Kamis, 11 Oktober 2012

DESAIN YANG BERLALU

 
Kau ingat lagu ini
Lucky I’m in love with my best friend
Lucky …
Pagi itu subuh baru berlalu, dari teras kamarku di Asrama, kunyanyikan untukmu mataku sambil mengikuti pohon-pohon yang menari di kebun Pak De. Angin begitu lembut menyentuh lirik lagu yang keluar dari suaraku, terdengar menjadi sangat indah. Hari itu hari ulang tahunmu. Entah sejak kapan aku lebih perhatian, semuanya terlalui hingga ada pengharapan.
Harapanku kelak kita bersama, seperti yang kau bilang,kita hidup di kota favoritmu, kita menikmati jalan malam, sambil mengamati,  mengomentari desain rumah yang menjadi kegemaranmu dan akupun menyenanginya.
Ketika pagi mulai terang, aku ingin mengajakmu mnghirup udara kuat-kuat dan menikmati hembusan nafas  mengalir dari tubuh, agar pelan-pelan kau melupakan kedinginan dan bersinmu yang sering kau keluhkan padaku. Setelah itu aku akan menyanyi untukmu , bukankah kau bilang suaraku cukup bagus?  Hingga kau minta tambahan satu lagu lagi.
Kini kau usai dimataku, kau yang menginginkan gadis itu untuk dipinang.  Aku terluka, sakit sekali, tapi aku pahami dirimu. Aku sendiri yang bilang, ada yang lebih berhak atas kita dan Dia yang paling tau kebaikan untukku dan untukmu. Rabb tak ingin aku menemanimu menempuh jalan sampai keakhirat-Nya nanti, aku sadari itu. Sayangnya kecewa tetap saja merajamku, bagaimana bisa  kau pergi tanpa sepatah kata untukku. Tidak bolehkah aku tahu kabar bahagiamu? Kau begitu kejam! 

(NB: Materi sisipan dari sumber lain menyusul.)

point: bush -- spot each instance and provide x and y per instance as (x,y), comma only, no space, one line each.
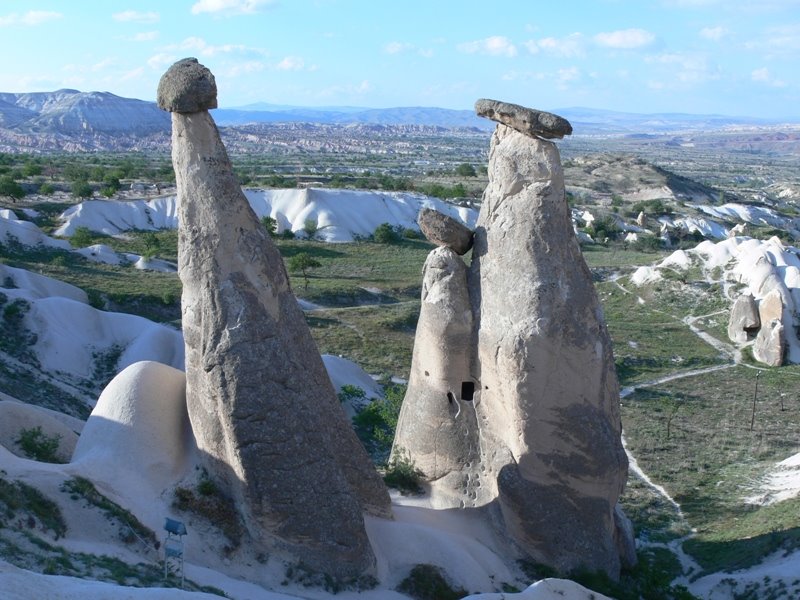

Apa kau sengaja membiarkan perasaanku tetap sama sementara kau adalah suami orang, hmm? Kau takut aku terluka bukanlah suatu alasan, karena aku kan tetap terluka. Lagi pula diantara kita tidak ada ikatan, seharusnya kau lebih leluasa mengatakannya. Hhfftt, memang ini harus menimpaku.
Dan
Seperti malam yang kuharapkan, aku sedang menempuhnya dengan seorang laki-kaki yang bukan hanya mengomentari desain-desain rumah tapi dia juga banyak bertanya, dia Tanya aku, sekuat apa tiang rumah yang kuinginkan?
“sangat kuat, hingga guncangan sangat kuatpun tak mampu mematahkannya.” Jawabku bersemangat. Dia menatapku,
“mudah saja, tinggal memohon kepada Allah agar kecintaanmu terhadapku ditetapkan dalam ridhoNya dan tergantung dirimu mengikhlaskan kehadiranku, Insya Allah tiang rumahmu akan selamat!.”
“tidak mau enak saja begitu!” selaku, dia mengerut kening, “enak saja sepihak, abang juga  harus mengikhlaskan aku menemani selama perjalanan yang panjang  sampai pada tujuannya, Insya Allah bukan hanya tiang nya yang selamat, pondasi dan teman-temannya juga dunk!”
“hahaha, kelakar juga!” guratan tawanya memeluk hatiku. Ah… suamiku.
Dan
Pagi, usai shalat subuh dia mengecup keningku, “sudah siap menjadi ibu dari anak-anakku?”
Pertanyaan aneh dan mengagetkan, apakah ini bermaksud?? Aku merasa jantungku berdegub, jangan-jangan wajahku sudah merah. Aduh tambah kencang. Ia tiba-tiba mendekatiku.
“sudah siap? Kalau siap kau harus bisa melindungi mereka,  maka kau harus bisa melindungi diri dulu. Ayo ke teras belakang akan ku ajarkan sedikit silat!” ia menepuk bahuku, pergi senyam senyum.
Haaahh… sangat menyebalkan!
“ada yang GR pagi-pagi!” katanya membuat tomat di hidungku pecah merah. Awas, lihat saja nanti!.